Artificial intelligence is quietly becoming one of the most powerful tools for cybercriminals. In late 2025, researchers uncovered a phishing campaign attributed to the North Korean threat group Kimsuky, who used ChatGPT to generate realistic military ID cards embedded directly into phishing emails, allowing attackers to convincingly impersonate government entities.
With AI tools getting cheaper, better, and more accessible, deepfake attacks of this kind are expected to grow massively. The trend has already started, as the first quarter of 2025 saw more deepfake phishing and fraud incidents than the entirety of 2024.
So how exactly do criminals build these highly convincing deepfakes, and why is it more effective for them than traditional phishing? Let’s find out.
How Criminals Build a Realistic Deepfake in Minutes
Building a hyper-realistic deepfake is easier than ever. If you open ChatGPT or Gemini today and ask it to generate a fictional ID card, it can produce an image that looks identical to a real photograph. That’s exactly what criminals are doing, but it’s just the tip of the iceberg.

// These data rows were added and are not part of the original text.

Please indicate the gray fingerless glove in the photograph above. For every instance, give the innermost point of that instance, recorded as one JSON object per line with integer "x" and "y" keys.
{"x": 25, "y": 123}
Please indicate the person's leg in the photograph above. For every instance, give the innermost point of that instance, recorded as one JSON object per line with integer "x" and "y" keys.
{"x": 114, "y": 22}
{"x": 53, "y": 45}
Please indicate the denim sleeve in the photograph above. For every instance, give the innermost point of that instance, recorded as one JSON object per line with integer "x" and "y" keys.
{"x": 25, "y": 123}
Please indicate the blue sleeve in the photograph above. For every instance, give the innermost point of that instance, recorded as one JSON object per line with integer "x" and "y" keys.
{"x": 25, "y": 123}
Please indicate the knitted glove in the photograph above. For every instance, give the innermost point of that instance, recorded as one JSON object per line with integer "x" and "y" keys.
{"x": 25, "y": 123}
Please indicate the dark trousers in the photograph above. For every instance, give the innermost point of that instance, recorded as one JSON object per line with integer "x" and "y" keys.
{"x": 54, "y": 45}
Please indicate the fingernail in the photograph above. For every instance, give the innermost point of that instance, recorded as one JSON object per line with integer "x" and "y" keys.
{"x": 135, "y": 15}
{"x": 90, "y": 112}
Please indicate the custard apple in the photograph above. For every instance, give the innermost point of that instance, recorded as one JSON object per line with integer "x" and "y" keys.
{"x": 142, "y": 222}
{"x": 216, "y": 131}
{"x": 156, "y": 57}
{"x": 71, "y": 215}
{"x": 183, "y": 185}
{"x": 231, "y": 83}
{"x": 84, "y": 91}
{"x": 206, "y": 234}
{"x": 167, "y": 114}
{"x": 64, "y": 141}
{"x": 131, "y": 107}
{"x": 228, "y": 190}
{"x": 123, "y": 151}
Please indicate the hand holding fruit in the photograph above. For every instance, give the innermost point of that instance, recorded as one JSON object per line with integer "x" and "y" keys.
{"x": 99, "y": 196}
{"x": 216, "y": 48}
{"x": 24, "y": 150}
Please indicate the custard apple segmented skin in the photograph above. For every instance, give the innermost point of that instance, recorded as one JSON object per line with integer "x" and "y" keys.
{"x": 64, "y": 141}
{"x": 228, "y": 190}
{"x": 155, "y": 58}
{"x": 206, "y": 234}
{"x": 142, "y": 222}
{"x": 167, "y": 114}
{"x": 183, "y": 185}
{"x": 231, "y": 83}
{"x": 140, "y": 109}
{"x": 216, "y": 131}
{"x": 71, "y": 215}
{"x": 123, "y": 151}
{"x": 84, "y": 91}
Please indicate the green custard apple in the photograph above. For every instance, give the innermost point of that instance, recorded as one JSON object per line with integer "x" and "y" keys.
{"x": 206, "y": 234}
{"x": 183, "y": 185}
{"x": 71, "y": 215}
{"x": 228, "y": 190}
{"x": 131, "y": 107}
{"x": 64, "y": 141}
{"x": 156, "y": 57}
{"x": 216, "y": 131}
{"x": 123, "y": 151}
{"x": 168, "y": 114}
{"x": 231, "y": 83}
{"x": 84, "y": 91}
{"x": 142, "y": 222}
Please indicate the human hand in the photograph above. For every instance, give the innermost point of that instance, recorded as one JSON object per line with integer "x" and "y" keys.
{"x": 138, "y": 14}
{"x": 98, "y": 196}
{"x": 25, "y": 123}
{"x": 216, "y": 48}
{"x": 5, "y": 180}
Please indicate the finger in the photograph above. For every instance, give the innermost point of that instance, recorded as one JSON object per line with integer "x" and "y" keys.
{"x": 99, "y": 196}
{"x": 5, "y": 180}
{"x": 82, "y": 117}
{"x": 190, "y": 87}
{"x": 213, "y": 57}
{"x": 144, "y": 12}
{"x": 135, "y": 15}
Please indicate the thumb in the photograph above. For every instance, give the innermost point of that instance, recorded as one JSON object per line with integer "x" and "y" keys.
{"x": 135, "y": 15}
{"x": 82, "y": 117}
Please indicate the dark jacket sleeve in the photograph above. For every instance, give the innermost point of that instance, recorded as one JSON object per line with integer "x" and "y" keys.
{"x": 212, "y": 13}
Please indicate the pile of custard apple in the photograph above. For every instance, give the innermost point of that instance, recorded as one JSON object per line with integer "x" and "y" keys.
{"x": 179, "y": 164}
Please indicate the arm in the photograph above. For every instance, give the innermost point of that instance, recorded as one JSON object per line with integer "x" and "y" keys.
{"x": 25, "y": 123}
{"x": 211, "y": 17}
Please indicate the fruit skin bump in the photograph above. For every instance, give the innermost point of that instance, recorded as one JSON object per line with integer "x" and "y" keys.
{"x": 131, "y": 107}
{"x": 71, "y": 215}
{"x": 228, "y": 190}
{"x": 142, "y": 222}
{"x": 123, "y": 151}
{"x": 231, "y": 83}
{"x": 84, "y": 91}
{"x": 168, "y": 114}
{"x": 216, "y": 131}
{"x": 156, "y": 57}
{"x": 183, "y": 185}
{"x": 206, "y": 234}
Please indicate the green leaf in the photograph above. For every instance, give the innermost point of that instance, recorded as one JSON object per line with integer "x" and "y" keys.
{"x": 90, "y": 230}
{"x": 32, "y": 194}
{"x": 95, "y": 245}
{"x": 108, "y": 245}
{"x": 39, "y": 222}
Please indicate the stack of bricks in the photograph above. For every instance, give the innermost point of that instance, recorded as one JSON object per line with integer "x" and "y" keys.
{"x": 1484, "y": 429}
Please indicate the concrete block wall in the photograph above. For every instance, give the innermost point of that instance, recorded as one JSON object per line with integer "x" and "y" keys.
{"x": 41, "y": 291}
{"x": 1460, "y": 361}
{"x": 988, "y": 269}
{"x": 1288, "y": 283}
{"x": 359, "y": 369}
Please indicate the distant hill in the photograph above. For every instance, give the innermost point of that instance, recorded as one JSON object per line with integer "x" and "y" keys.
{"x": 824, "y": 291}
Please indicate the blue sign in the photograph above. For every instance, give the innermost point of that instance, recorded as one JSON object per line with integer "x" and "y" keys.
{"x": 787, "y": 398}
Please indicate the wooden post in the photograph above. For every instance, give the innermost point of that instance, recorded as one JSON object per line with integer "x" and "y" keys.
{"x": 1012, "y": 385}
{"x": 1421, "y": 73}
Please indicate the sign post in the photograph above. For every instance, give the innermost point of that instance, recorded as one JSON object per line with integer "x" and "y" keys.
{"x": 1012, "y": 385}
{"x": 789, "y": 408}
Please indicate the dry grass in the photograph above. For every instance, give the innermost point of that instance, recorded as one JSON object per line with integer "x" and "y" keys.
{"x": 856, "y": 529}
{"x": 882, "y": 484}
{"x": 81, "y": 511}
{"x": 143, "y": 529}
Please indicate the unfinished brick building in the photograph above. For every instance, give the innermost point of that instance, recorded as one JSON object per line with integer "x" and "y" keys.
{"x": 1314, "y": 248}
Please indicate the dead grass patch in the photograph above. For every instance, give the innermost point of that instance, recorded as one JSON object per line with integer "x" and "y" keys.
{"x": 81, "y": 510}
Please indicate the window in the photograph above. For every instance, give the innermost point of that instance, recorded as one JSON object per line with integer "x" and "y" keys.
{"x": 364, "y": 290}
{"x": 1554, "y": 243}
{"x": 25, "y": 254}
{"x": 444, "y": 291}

The most advanced deepfake impersonations rely on audio and video cloning. Thanks to the abundance of material all over social media from executives, government officials, and government figures, criminals have all they need to create the perfect deepfake.
With just 30 to 60 seconds of clean audio, modern voice-cloning models can generate a realistic replica of someone’s voice. Video deepfakes take it a step further. While they require a bit more training material, they allow attackers to completely recreate a person’s image, nailing it all the way down to facial expressions and lip mannerisms.
The output can be distributed as a pre-recorded message or even used during a live video or voice call, where real-time interaction makes the impersonation far more convincing and difficult to challenge.
What took criminals months and thousands of dollars to build can all be done with a $20 subscription to one of the mainstream AI models. All they need to do is feed the model the material and some prompts, and they get the ultimate phishing weapon. There are even dedicated phishing-as-a-service kits that can handle the entire campaign on behalf of malicious actors on a fully automated basis.
The Types of Deepfake Phishing Attacks Organizations Face
Attackers weaponize deepfakes in several ways. Typically, it’s a direct urgent request coming from a high authority figure. Common requests include approving a payment, sharing credentials, or bypassing a certain process to the benefit of the criminals.
This is nothing new, but when an employee receives a voice note from what sounds like their boss, they are way more likely to act on it compared to just receiving a text message.
More calculated deepfake attacks may involve synthetic personas, which are entirely AI-generated identities with a complete digital presence, including email accounts, profile photos, voice, video, and a believable online history. These are particularly popular on Linkedin, where attackers slowly build trust over weeks or months before initiating a scam.
Multi-Channel Delivery Methods
Perhaps what’s more important than building a deepfake is how to deliver it to victims. Attackers are increasingly leveraging multiple communication channels to reach targets in environments where such requests feel normal, trusted, and expected. A scam may start off as an email and progress into a live Zoom video call where the deepfake can push the victim into action.
Criminals typically look to deliver their scams on platforms where targets feel comfortable and may even expect such communication. That’s why email and Linkedin are favored for the initial lure, while other popular communication tools may come into play later as well.
Artificial intelligence comes into play throughout the entire scam. It doesn’t just create the deepfakes, but also assists with other parts of the communication, including writing more convincing emails and simple messages that match the tone of the specific role or authority the attacker is impersonating.
Why Detection Tech Alone Doesn’t Save You
What makes deepfake attacks so dangerous is that they exploit the weakest link in any security program: human trust and decision-making. There is no technical safeguard for bad human choices. The only solution is to build awareness through ongoing phishing simulation training that touches on the exact deepfake and other scams employees may encounter.
Detection may help in the later stages of an attack, such as alerting about credential abuse. In other cases, like wire fraud, there may be no technical signal at all until the funds have already left the organization.
So, to effectively defend against modern deepfake attacks, prevention at the human decision point is critical.
Final Thoughts
Deepfake phishing attacks are the latest evolution of a threat that has challenged defenders for decades. By making scams more realistic and harder to detect, they place even greater pressure on what has traditionally been the weakest link in cybersecurity. With the right training and awareness, however, people can become the strongest link and a foundation of a resilient security culture across the organization.